こうしてつきつめていくと、「生」と「死」という、けっして相いれないはずの二つの大きな世界についても考えずにはいられません。現代医学は、死というものをいかにして人類から遠ざけ、隠すか、ということを追求してきました。しかし、それこそ大きな誤りだったのではないでしょうか。

お釈迦さまも言っています「人は生まれたから死ぬ」と。仏教では、死から目をそらすのではなく、死をまっすぐ見据え、死を前提として生きることを教えています。生はすなわち死であり、死はすなわち生なのです。死を生と対立するものとして退けるのではなく、生とのつながりで見つめることは、じつはよりよく生きること、人間の精神生活を豊かにしてくれるものではないでしょうか。

病気と共生して、健康に生きる

このように、西洋流二元論は、いま、あちこちでほころびを見せています。二元論ではとらえられない〝真実〟があることに、多くの人が気付きはじめたわけですが、病気と健康の関係についても、まったく同様のことがいえるのです。

西洋医学ではこれまで、病気の原因、たとえば細菌やウイルスといったものを排斥しようとしてきました。しかし、人間は一部の細菌やウイルスとも共生してきたのです。たとえば、悪玉菌の代表のようにいわれる大腸菌ですが、これが腸内にいなければ、じつは人間は食べたものを消化することができません。

また、私たちの周囲の環境を見ても、バクテリアが有機物を分解してくれているがために生態系のバランスがとれています。

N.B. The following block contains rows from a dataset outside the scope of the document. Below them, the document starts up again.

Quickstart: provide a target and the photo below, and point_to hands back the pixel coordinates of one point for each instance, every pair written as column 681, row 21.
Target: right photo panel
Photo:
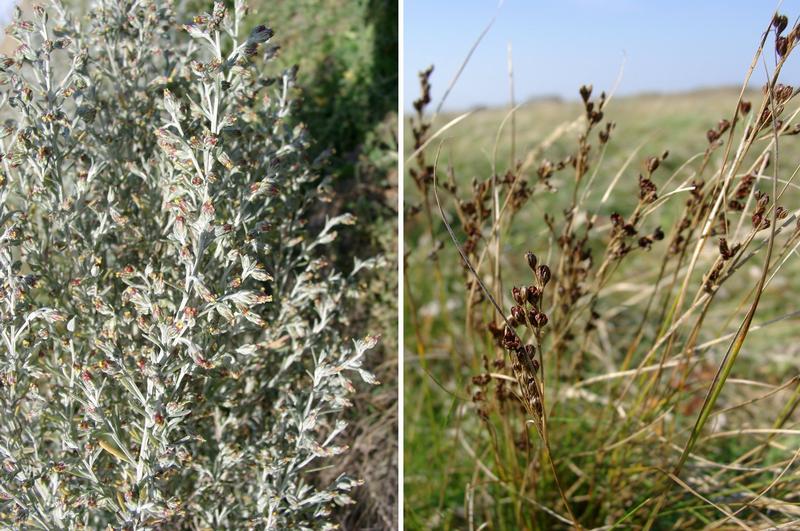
column 601, row 265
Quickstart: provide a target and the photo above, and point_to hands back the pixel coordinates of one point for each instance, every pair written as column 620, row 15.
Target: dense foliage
column 175, row 348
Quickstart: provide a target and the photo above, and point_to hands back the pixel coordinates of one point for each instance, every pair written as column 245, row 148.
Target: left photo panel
column 198, row 264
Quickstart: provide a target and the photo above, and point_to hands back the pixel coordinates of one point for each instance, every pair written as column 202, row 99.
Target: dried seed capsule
column 516, row 294
column 543, row 275
column 532, row 294
column 532, row 261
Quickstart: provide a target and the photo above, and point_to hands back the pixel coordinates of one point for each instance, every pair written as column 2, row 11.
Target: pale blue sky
column 6, row 11
column 560, row 44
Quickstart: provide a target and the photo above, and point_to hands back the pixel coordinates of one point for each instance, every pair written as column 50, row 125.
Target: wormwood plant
column 174, row 338
column 592, row 408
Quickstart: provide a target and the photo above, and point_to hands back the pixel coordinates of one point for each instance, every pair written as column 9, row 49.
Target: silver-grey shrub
column 174, row 335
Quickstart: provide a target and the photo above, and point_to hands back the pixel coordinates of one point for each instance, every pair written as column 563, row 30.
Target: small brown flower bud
column 586, row 92
column 516, row 294
column 532, row 294
column 543, row 275
column 532, row 261
column 779, row 22
column 744, row 107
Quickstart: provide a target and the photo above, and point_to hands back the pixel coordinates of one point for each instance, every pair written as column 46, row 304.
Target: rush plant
column 176, row 348
column 602, row 379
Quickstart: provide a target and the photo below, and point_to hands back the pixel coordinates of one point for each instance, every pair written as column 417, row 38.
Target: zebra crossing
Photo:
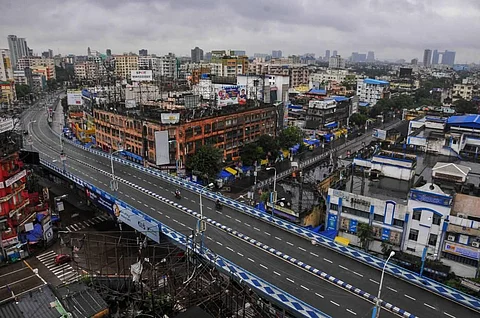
column 84, row 224
column 65, row 272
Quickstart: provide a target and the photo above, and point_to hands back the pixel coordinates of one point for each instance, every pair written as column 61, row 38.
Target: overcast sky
column 391, row 28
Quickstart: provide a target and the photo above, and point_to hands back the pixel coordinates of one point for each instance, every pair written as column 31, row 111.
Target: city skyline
column 179, row 26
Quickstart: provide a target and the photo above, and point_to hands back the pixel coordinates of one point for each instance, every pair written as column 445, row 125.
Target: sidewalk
column 308, row 158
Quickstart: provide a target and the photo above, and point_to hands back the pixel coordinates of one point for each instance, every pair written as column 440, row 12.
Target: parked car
column 62, row 259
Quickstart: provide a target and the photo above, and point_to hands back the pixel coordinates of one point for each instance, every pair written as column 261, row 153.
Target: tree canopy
column 207, row 161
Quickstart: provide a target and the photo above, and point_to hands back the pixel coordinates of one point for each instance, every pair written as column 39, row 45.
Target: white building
column 371, row 90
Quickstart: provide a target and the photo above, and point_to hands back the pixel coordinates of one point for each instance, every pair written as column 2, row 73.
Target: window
column 413, row 236
column 436, row 219
column 432, row 239
column 417, row 215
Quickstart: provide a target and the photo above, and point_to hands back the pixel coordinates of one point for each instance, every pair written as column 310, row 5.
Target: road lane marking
column 352, row 312
column 430, row 306
column 394, row 290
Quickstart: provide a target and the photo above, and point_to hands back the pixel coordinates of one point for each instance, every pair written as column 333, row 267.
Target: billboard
column 162, row 150
column 142, row 76
column 170, row 118
column 380, row 134
column 232, row 95
column 74, row 98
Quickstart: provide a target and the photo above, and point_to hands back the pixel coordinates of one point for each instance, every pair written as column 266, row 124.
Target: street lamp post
column 273, row 197
column 376, row 309
column 201, row 225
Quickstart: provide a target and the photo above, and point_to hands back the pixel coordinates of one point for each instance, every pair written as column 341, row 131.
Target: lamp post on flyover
column 201, row 225
column 114, row 182
column 376, row 309
column 273, row 197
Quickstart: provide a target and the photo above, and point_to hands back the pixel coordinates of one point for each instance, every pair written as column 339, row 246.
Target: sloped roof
column 451, row 168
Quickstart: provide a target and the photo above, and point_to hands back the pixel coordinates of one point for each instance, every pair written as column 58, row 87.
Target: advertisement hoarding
column 74, row 98
column 379, row 134
column 170, row 118
column 162, row 150
column 232, row 95
column 141, row 76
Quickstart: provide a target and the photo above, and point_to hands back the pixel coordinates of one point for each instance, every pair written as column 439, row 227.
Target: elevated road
column 307, row 287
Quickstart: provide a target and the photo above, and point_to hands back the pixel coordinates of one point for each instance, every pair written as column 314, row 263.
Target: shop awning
column 231, row 170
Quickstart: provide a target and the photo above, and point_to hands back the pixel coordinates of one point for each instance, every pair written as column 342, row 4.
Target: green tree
column 207, row 161
column 290, row 136
column 463, row 106
column 250, row 153
column 22, row 90
column 365, row 234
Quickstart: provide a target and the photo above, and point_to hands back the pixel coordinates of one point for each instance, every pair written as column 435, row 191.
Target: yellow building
column 125, row 64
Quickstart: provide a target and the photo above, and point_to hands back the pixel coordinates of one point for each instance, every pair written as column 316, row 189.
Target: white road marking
column 352, row 312
column 430, row 306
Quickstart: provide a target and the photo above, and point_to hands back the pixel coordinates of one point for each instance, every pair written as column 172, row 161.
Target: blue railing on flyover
column 281, row 298
column 414, row 278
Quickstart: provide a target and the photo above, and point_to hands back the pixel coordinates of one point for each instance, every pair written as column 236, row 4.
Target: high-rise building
column 6, row 69
column 18, row 49
column 427, row 58
column 371, row 56
column 197, row 55
column 277, row 54
column 435, row 57
column 448, row 58
column 327, row 55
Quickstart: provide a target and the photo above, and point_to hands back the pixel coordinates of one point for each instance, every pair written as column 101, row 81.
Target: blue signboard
column 385, row 234
column 332, row 222
column 353, row 226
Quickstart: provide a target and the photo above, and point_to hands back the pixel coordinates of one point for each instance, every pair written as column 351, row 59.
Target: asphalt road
column 400, row 293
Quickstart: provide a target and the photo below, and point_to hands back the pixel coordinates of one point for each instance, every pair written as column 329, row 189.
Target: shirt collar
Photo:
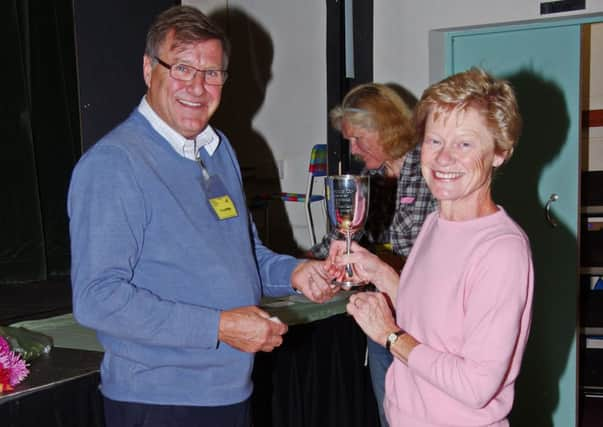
column 207, row 139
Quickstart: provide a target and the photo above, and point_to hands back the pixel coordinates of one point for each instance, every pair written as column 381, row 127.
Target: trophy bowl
column 347, row 199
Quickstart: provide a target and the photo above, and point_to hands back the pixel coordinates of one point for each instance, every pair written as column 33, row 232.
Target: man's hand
column 250, row 329
column 310, row 278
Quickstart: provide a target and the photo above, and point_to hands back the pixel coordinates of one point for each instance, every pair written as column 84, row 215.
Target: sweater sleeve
column 275, row 269
column 497, row 295
column 107, row 221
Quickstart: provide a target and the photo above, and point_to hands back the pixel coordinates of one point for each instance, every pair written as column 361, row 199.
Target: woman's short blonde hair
column 377, row 107
column 494, row 99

諸悪の根元のように言われているウイルスですら、人類の進化に貢献してきたものがあるのです。私たちが生きるということは、こうした微生物と共生し、さらには病気とも共生することだと言えるのではないでしょうか。それなのに、無理やり病気を追放してしまおうとするから、ゆがみが出てきます。

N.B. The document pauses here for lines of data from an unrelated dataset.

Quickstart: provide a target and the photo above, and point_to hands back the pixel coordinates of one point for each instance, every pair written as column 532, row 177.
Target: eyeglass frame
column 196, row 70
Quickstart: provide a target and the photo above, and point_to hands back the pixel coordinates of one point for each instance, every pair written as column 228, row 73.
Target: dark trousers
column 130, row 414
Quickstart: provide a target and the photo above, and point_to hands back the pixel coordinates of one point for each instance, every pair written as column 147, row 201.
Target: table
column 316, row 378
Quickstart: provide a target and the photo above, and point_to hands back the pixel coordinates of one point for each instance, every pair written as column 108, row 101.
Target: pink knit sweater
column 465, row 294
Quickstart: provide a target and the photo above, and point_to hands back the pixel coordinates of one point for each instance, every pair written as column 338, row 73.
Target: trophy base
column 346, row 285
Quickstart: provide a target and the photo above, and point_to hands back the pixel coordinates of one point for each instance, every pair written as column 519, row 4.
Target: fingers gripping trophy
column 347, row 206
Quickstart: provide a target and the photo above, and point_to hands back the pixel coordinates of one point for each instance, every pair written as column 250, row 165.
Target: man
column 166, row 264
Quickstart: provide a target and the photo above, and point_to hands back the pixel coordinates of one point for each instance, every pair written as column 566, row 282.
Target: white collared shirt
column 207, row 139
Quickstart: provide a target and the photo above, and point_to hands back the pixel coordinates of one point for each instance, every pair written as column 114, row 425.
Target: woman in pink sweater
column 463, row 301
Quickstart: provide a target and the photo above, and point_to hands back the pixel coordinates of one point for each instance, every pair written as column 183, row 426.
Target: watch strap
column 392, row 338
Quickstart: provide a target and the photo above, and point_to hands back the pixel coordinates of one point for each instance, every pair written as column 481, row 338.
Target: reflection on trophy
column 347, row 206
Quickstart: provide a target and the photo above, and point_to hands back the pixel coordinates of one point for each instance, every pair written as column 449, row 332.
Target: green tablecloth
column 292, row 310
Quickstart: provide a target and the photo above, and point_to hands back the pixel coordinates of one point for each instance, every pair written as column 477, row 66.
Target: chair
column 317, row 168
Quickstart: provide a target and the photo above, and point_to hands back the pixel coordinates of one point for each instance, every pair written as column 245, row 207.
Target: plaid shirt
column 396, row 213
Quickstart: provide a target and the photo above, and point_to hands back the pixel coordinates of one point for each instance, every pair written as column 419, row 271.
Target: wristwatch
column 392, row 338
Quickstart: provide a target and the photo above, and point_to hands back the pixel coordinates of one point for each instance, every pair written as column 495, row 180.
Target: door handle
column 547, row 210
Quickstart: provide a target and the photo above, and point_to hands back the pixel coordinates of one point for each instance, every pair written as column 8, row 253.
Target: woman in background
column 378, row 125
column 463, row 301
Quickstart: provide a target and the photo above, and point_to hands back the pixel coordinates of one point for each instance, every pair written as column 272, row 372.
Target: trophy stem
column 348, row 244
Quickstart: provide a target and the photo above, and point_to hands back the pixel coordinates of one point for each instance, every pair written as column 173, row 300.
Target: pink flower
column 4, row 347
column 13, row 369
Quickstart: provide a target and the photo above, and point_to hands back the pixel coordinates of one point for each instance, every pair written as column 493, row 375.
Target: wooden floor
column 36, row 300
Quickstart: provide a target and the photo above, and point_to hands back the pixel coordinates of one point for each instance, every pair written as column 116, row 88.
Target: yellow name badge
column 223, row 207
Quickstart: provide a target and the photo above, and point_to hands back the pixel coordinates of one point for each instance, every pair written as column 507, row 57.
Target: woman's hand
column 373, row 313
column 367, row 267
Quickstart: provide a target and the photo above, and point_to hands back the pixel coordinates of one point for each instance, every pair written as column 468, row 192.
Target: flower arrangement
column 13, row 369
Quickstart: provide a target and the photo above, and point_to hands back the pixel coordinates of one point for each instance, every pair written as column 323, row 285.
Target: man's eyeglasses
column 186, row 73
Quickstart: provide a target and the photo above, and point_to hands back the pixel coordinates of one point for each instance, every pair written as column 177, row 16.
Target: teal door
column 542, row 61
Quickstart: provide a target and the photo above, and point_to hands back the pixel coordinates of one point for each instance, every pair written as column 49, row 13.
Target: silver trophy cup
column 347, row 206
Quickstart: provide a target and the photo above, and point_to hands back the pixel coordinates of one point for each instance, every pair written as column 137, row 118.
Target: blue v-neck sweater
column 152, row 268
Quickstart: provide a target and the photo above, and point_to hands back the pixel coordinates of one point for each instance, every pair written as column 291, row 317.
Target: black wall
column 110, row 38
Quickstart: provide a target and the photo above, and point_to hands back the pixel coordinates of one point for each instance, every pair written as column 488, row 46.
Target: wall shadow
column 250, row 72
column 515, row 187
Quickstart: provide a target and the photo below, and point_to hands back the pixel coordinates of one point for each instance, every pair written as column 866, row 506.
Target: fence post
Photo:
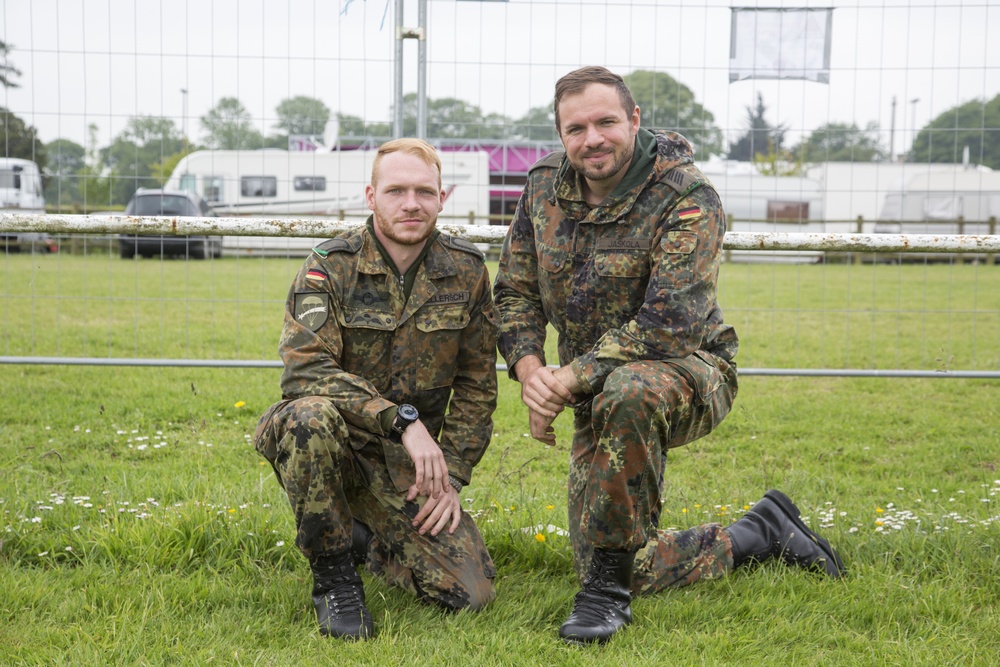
column 728, row 256
column 993, row 230
column 859, row 229
column 961, row 230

ありもしない「健康」という名の幻想を求めるがあまり、かえって健康から遠ざかっている人もいるのではないでしょうか。健康食やサプリメントをとっているために、逆に日常の食事がおろそかになっている人。高いお金を払ってスポーツクラブの会員になり、体を動かすことよりも「会員である」というプライドを満たしているだけの人。こういった人たちは極端な例としても、きっちり健康管理をして運動もしっかりしていた人があっさり心筋梗塞で死んでしまった、という例もあります。いくら「健康幻想」を追い求めても、病気そのものと無縁で生きることはできないのです。

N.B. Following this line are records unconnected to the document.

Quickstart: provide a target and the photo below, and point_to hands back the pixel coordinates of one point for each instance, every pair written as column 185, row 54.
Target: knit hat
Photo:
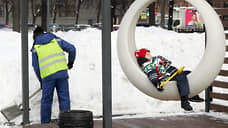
column 38, row 31
column 141, row 52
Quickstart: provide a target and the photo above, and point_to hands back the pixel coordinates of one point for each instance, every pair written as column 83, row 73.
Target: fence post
column 106, row 64
column 24, row 61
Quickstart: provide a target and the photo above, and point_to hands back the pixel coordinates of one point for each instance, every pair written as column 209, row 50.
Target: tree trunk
column 152, row 14
column 44, row 14
column 113, row 16
column 16, row 15
column 33, row 12
column 66, row 7
column 98, row 10
column 7, row 11
column 78, row 5
column 54, row 12
column 171, row 5
column 163, row 3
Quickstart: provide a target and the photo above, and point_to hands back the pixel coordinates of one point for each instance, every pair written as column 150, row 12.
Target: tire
column 76, row 119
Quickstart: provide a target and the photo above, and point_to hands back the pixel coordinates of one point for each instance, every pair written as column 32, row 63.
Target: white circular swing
column 205, row 72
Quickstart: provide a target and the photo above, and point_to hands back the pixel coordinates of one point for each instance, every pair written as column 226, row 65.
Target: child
column 159, row 69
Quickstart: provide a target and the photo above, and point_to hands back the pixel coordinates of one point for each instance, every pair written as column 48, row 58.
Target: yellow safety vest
column 51, row 58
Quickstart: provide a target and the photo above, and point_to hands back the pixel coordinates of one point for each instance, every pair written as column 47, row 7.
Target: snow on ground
column 85, row 78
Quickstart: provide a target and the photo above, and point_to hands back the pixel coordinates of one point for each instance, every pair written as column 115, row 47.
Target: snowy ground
column 85, row 77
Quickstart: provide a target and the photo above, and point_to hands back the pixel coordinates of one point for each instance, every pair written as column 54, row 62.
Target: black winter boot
column 185, row 104
column 196, row 98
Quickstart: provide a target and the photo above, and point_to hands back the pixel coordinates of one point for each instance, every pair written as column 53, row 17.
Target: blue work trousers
column 182, row 83
column 62, row 89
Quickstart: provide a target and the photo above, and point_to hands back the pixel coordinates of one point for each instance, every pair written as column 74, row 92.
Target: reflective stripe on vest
column 51, row 58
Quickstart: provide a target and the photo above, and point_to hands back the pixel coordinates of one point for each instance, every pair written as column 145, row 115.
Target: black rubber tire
column 76, row 119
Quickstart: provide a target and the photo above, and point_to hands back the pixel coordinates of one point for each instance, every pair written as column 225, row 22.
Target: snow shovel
column 14, row 111
column 177, row 72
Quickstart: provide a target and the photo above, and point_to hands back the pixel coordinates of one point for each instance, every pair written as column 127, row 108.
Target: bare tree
column 162, row 5
column 152, row 14
column 98, row 10
column 44, row 14
column 8, row 9
column 35, row 11
column 54, row 11
column 16, row 15
column 77, row 9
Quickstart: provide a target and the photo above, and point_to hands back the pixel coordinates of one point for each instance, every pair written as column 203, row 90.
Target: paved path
column 194, row 121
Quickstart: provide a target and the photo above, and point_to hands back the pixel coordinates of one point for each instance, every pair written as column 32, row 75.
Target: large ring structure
column 204, row 73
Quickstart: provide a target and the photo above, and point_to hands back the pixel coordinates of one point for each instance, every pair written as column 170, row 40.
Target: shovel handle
column 31, row 96
column 177, row 72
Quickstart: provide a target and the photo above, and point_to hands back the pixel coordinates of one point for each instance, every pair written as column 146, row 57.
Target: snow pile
column 85, row 78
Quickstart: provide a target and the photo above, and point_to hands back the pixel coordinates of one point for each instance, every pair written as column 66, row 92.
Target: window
column 225, row 4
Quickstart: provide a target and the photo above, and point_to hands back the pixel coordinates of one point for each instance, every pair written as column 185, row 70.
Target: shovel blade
column 11, row 112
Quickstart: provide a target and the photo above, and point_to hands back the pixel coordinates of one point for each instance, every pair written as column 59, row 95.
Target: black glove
column 70, row 65
column 156, row 82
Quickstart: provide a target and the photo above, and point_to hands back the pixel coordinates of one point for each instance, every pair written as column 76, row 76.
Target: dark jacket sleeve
column 35, row 63
column 152, row 75
column 69, row 48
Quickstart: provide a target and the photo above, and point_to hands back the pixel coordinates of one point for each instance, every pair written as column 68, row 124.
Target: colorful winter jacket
column 67, row 47
column 157, row 68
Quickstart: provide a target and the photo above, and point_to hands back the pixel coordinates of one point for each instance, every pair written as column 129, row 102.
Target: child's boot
column 185, row 103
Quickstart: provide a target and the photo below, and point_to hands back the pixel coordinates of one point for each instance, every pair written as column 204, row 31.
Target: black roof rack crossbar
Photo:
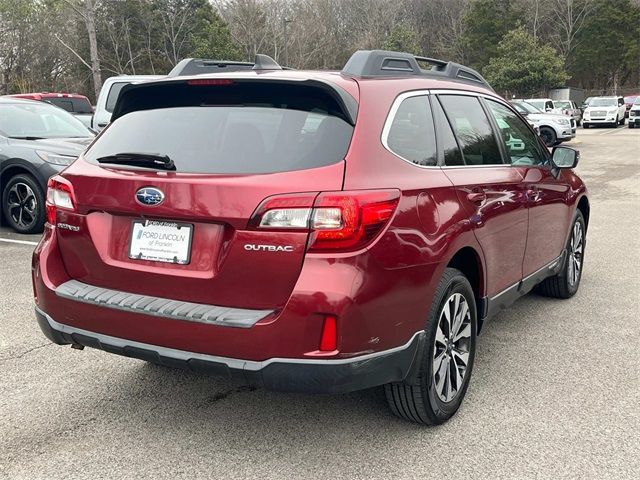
column 380, row 63
column 265, row 62
column 196, row 66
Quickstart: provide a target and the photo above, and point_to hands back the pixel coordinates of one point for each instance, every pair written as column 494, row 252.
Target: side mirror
column 565, row 157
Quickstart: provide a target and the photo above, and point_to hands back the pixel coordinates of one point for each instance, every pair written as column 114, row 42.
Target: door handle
column 476, row 197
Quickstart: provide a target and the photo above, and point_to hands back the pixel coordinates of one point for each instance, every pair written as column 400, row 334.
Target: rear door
column 491, row 191
column 545, row 193
column 234, row 146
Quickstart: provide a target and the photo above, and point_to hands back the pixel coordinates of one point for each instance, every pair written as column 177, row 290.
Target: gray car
column 37, row 140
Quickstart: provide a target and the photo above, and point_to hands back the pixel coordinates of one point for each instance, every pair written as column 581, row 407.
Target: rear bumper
column 281, row 374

これからの高齢者社会では、血圧が高いとか、糖尿の気があるとか、病気をかかえた人が増えてくることでしょう。そうした人たちを、すべて「病気だから健康ではない」と切り捨ててしまったら、不幸な人を大量につくり出すだけです。「自分は病人だ、もうダメなのだ」と絶望してしまったら、その人はほんとうに病人になってしまい、生きる気力もなくなってしまいます。

しかし、病気を持っている人でも、病気とうまくつきあって共生していけば、いくらでも健康に楽しく生き、円熟した豊かさを味わうことができるのです。病気の排除から、病気との共生へ。このように二元論を越えて、健康と病気をボーダーレスととらえることこそ、健康について考えるうえで、これからは重要なポイントになってくるのです。